Девочка снова улыбнулась, по-прежнему не говоря ни слова, хотя Клавэйн и ощущал ее торжество; резкая эмоция на мгновение затмила собой все остальное, даже усталое смирение Галианы.
Фелка была результатом неудачного эксперимента сочленителей по воздействию на внутриутробное развитие мозга, ребенком, обладающим скорее машинным, нежели человеческим, мышлением. Когда Клавэйн впервые встретился с ней в Гнезде Галианы на Марсе, девочка была полностью сосредоточена на труднопостижимой бесконечной игре – управляла хрупкими процессами самовосстановления терраформирующей системы, известной как Великая Марсианская Стена, за которой и скрывалось Гнездо. Люди ее не интересовали, она даже не различала их лица.

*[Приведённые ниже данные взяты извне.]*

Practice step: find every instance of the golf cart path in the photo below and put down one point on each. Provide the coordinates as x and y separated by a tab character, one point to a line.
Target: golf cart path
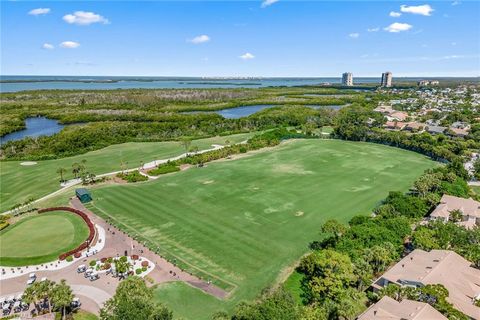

Однако перед самой эвакуацией Гнезда Клавэйн спас ее, рискуя собственной жизнью, хотя Галиана и уверяла его, что милосердней будет позволить девочке умереть. Привыкая к жизни в сообществе Галианы, Клавэйн поставил перед собой цель помочь Фелке развить скрытую в ней человечность. Постепенно она начала проявлять признаки узнавания, вероятно ощущая некое родство между ними – двумя чужаками, неуверенно бредущими по дороге к загадочному новому свету.
Галиана поднялась с кресла, окутанная пеленой света.
– Так и так пора было заканчивать игру. У нас много работы. – Она посмотрела на девочку, все еще разглядывавшую световую решетку. – Извини, Фелка. Может быть, потом еще поиграем.
– Как у нее дела? – спросил Клавэйн.
– Она смеется, Невил. Это ведь прогресс, правильно?
– Я бы сказал, все зависит от того, из-за чего она смеется.
– Она обыграла меня. И ей это кажется забавным. Я бы сказала, что это чисто человеческая реакция. Ты так не считаешь?
– Мне бы доставило больше удовольствия, если бы она узнавала мое лицо, а не запах или звук шагов.
– Ты единственный среди нас, кто носит бороду, Невил. Чтобы заметить это, не требуется напряженной работы мозга.
Входя в кабину шаттла, Клавэйн демонстративно почесал подбородок. Ему нравилась его борода, пусть даже подстриженная чуть ли не до величины седой щетины, чтобы без всякого труда надевать и снимать дыхательную маску. Это была связь с прошлым, такая же, как его воспоминания или как морщины, которые Галиана умышленно сохранила, когда модифицировала его тело.